While some of my journalist friends attended pool parties at the Hamra Hotel, I spent my nights reading my politics books for school and writing reports for my professors. I had made a deal with three of them: they would allow me to miss lectures if I sent them weekly reports. It was surreal to be reading Marx or trying to understand the theory of complex interdependence at night after witnessing the collapse of a nation by day.
I wondered how the United States and Britain had allowed Iraq to fall into this trap. While we reporters could clearly see that sectarian tensions were rising and religious figures were gaining influence, no one in authority seemed particularly concerned, certainly not Paul Bremer. There were many things I didn’t understand. Why didn’t U.S. officials choose Iraqi engineers and architects, who were among the best in the Arab world, to rebuild the country? Instead, they gave the contracts to Jordanian, Lebanese, British, or U.S. firms, which then subcontracted the jobs to Iraqis.
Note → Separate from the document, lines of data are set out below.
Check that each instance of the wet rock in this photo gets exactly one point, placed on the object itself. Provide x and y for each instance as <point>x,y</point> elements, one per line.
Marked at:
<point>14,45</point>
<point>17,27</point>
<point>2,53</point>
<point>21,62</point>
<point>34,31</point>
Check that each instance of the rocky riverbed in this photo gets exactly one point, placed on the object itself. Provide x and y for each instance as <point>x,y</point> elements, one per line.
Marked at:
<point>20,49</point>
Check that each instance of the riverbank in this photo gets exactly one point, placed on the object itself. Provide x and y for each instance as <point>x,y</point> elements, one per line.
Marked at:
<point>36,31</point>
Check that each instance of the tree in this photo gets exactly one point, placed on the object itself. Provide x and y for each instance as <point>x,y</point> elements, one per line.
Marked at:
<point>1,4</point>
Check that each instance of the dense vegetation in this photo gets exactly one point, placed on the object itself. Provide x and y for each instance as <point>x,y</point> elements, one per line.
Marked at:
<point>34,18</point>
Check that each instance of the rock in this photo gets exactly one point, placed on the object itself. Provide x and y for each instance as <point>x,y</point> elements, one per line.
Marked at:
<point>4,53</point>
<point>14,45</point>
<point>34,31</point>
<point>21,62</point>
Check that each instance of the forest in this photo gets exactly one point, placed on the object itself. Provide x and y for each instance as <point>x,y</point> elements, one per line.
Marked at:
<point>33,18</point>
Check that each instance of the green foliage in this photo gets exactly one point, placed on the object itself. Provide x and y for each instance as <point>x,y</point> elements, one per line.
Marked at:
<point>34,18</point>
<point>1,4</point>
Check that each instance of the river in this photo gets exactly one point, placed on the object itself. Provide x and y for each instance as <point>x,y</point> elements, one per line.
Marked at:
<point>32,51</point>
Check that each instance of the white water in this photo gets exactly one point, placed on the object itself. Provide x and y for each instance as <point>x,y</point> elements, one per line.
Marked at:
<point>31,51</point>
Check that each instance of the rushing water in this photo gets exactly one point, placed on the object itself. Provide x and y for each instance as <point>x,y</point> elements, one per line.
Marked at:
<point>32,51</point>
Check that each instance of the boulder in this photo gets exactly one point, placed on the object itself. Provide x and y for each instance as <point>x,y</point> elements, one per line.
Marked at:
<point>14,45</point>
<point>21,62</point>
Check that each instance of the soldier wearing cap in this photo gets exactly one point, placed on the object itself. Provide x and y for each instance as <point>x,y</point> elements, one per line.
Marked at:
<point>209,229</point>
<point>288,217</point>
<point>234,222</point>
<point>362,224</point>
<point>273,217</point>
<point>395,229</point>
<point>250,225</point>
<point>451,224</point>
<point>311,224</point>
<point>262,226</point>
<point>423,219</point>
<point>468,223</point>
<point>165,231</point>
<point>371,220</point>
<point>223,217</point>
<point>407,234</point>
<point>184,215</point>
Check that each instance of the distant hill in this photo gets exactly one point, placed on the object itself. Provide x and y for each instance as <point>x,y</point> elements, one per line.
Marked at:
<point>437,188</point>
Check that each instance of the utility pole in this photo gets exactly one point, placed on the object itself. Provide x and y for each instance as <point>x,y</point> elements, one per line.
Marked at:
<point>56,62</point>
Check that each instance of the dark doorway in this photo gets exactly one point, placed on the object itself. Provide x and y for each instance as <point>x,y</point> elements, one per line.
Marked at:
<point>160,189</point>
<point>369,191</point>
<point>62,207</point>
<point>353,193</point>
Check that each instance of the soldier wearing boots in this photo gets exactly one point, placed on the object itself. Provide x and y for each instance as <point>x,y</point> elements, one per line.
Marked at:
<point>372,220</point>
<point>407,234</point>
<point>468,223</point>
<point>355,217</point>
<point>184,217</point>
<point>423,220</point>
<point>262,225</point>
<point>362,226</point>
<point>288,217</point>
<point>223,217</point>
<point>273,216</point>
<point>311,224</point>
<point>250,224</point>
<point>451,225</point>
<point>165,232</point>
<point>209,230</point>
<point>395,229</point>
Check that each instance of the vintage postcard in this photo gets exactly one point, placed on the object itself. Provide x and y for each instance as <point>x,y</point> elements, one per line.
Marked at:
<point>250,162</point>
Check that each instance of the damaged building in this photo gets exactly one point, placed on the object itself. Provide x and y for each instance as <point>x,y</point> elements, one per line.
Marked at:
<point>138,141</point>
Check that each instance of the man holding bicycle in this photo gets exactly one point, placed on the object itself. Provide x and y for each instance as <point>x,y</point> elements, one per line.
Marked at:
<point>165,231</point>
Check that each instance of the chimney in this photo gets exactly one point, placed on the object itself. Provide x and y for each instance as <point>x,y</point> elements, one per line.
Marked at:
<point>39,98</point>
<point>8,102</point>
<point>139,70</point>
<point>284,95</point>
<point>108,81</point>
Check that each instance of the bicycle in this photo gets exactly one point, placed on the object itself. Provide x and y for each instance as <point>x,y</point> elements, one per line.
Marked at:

It didn’t make sense.
As a child in Frankfurt, I’d loved U.S. soldiers, but now I was seeing those troops—and America itself—from a different vantage point. My previous experience wi
th Americans had come from growing up near a U.S. military base. When I was in kindergarten, my mother tells me, I liked to flirt with the soldiers. Whenever I saw them in the streets, they would smile and give me chewing gum or a lollipop. Most important, the Americans spent a lot of time working with the school for handicapped children that Fatma attended. Every year, they organized a Special Olympics. It was held on a grassy field, and there were hot dogs, soft drinks, and ice cream. One soldier would volunteer to take care of each child, and everyone got a medal.
But the American soldiers I saw in Iraq weren’t friendly. I began to understand that most American soldiers knew little or nothing about Iraq or about Arab culture. Once, when I wanted to go to a press conference in the Green Zone, I decided on purpose to stand in the line for Iraqis rather than the one for foreigners. As I waited, an American soldier walked past, gun in hand, grimacing and spitting on the ground. I could see that the Iraqis in the line were appalled.
“Excuse me,” I said to the soldier, in English. “Don’t do that. It’s very rude. It’s as if you’re spitting on their country.”
I didn’t spend much time with American soldiers in Iraq. But one day in July 2003, I got a call from an Iraqi source who urged me to come to Mosul as fast as I could. “There’s a shoot-out going on here,” he said. “American soldiers are involved as well. I cannot say more. The phones might be tapped.”
We confirmed that there was shooting, and we heard that American soldiers were conducting an operation. But against whom? I called my source back and asked an adviser to drag him out of a meeting.
“Do you know what is going on?”
“Yes,” he answered. “The U.S. soldiers are having a heavy battle with people who were hiding in a house.”
“Who are these people?”
“I can’t give you details now, but you should come. This is big.”
I told him it was too risky to come without knowing who was involved. The road to Mosul wasn’t safe, and the bureau chief would want to know why we were going.